¿Qué estamos dejando de hacer en Sitio 2?

Por MV. MSc. Daniel Molina Morán

Especialista Técnico PorcinoTrouw Nutrition Sur y Centroamérica

Introducción

La expansión de la producción porcina intensiva, particularmente entre pequeños y medianos productores, puede conducir al descuido de principios básicos de manejo. Sin embargo, el vacío sanitario, el sistema todo dentro–todo fuera (TD/TF), la calidad del agua y el cumplimiento de un presupuesto de alimentación son elementos fundamentales para alcanzar los objetivos productivos y, en consecuencia, los resultados económicos de la explotación. A continuación, se revisan algunos de estos fundamentos aplicados a la etapa de transición.

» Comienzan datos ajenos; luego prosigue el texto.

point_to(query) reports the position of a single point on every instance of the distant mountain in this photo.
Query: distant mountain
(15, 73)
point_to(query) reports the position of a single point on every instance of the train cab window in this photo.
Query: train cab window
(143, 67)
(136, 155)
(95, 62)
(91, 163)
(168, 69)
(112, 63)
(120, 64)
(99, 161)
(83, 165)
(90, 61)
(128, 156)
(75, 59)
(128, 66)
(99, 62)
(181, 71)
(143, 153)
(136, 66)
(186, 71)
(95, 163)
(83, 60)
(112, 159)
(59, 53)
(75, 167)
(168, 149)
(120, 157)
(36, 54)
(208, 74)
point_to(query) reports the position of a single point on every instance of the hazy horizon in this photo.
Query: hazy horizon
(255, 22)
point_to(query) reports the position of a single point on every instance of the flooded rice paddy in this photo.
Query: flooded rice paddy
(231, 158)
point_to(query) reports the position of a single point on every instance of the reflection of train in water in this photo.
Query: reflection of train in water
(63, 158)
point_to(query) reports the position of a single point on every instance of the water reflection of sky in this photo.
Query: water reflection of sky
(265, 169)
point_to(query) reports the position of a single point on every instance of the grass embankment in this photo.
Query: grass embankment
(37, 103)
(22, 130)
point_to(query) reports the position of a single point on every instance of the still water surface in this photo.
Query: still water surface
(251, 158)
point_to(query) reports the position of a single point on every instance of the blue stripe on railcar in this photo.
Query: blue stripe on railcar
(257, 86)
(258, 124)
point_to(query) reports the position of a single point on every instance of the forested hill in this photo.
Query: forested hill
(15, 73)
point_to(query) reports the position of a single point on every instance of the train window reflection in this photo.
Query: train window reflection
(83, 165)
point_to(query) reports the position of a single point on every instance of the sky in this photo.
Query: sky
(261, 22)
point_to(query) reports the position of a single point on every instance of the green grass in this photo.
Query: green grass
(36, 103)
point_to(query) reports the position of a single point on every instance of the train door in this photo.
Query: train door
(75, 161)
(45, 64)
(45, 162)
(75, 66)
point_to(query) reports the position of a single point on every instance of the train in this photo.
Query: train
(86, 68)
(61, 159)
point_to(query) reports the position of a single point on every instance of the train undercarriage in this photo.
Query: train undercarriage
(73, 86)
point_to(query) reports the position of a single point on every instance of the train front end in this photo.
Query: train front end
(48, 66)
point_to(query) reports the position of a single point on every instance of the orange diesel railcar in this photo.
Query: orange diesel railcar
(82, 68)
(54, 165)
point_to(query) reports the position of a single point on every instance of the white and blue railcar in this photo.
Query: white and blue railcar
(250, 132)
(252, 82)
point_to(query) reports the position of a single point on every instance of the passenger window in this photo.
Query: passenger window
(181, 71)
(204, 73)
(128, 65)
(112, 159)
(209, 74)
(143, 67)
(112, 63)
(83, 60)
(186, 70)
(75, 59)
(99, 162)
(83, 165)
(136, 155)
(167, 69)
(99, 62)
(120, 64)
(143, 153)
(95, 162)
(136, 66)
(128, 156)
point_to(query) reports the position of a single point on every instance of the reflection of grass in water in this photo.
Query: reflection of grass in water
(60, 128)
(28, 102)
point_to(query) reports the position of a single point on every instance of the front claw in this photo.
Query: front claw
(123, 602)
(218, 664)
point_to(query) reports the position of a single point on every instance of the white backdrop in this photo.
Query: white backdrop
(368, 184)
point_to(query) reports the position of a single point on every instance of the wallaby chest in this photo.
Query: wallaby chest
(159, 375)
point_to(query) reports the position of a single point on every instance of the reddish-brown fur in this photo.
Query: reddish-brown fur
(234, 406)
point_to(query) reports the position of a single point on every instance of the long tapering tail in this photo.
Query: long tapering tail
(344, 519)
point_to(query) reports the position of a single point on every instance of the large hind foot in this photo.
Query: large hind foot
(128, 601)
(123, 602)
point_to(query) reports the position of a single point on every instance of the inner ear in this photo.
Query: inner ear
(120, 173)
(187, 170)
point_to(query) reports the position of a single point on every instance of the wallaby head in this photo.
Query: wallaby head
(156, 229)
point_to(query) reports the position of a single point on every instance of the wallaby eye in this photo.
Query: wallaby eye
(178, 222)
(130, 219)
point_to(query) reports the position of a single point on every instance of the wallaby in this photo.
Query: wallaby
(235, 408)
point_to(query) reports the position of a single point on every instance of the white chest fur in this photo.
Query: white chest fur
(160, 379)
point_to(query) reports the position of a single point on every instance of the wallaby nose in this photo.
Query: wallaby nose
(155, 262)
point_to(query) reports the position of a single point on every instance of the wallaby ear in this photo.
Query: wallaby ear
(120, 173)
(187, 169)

Bioseguridad como base del diseño 

Todo sistema de producción debe definir con claridad sus objetivos productivos. Antes de diseñar las instalaciones de transición, es necesario establecer si el flujo de animales destetados se organizará en bandas de una o más semanas, cuántos lechones integrarán cada grupo, la edad y el peso máximos previstos durante esta etapa y el número de días de vacío sanitario que deberá cumplir cada galera.

La bioseguridad constituye un pilar estructural de cualquier sistema productivo. Su objetivo es prevenir la introducción y diseminación de agentes infecciosos, por lo que debe integrarse desde el diseño del sistema de producción.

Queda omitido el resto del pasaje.